2) Doesn't break the laws of thermodynamics.

I don't think you can do it. Any formula must take both entropy and energy into account or it'll allow for the creation of perpetual motion machines. And given the units, there's only one way to combine them: T=dQ/dS.

Propose a different formula that meets the same basic constraints and we'll all think you very clever.

- Dr. Trintignant

I think before I try to quibble over the formula itself, I'd like to see you or sol or Zig use your own definition to achieve an infinite+ temperature and I'll need you to identify the particle you believe achieves that temp.

 

[sol invictus]

I guess I need to see you get to a "greater than infinite" temperature with a very "finite' amount of EM energy (a few photons).
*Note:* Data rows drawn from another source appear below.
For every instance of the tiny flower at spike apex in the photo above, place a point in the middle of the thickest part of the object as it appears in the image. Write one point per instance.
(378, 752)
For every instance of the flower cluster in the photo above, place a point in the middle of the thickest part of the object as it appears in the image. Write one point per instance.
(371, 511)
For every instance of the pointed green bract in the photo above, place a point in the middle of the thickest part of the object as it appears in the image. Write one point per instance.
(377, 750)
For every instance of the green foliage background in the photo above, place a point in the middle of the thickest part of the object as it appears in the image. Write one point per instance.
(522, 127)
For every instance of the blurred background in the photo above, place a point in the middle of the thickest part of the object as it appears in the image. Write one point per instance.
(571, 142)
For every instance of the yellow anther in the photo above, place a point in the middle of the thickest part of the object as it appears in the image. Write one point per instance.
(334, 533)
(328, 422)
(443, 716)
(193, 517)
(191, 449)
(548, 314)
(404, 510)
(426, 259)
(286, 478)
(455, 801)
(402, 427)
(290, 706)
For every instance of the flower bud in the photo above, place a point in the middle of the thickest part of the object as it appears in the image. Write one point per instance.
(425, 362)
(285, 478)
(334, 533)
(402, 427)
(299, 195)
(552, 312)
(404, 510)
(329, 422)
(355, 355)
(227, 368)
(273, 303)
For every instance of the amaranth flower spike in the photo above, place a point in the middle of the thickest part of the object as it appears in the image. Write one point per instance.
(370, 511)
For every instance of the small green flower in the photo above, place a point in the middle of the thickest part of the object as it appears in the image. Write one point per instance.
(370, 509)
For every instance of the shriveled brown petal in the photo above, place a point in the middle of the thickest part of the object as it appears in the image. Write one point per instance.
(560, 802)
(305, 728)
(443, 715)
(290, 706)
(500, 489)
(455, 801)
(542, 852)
I'll need to you identify the atom, or subatomic particle in question that you believe achieves an 'infinite+" energy state.

Can you spot the problem in what you wrote, Michael? I've helpfully bolded two words.

I think before I try to quibble over the formula itself, I'd like to see you or sol or Zig use your own definition to achieve an infinite+ temperature and I'll need you to identify the particle you believe achieves that temp.

Particles don't have a temperature, Michael. Temperature is a property of ensembles, not of individual particle.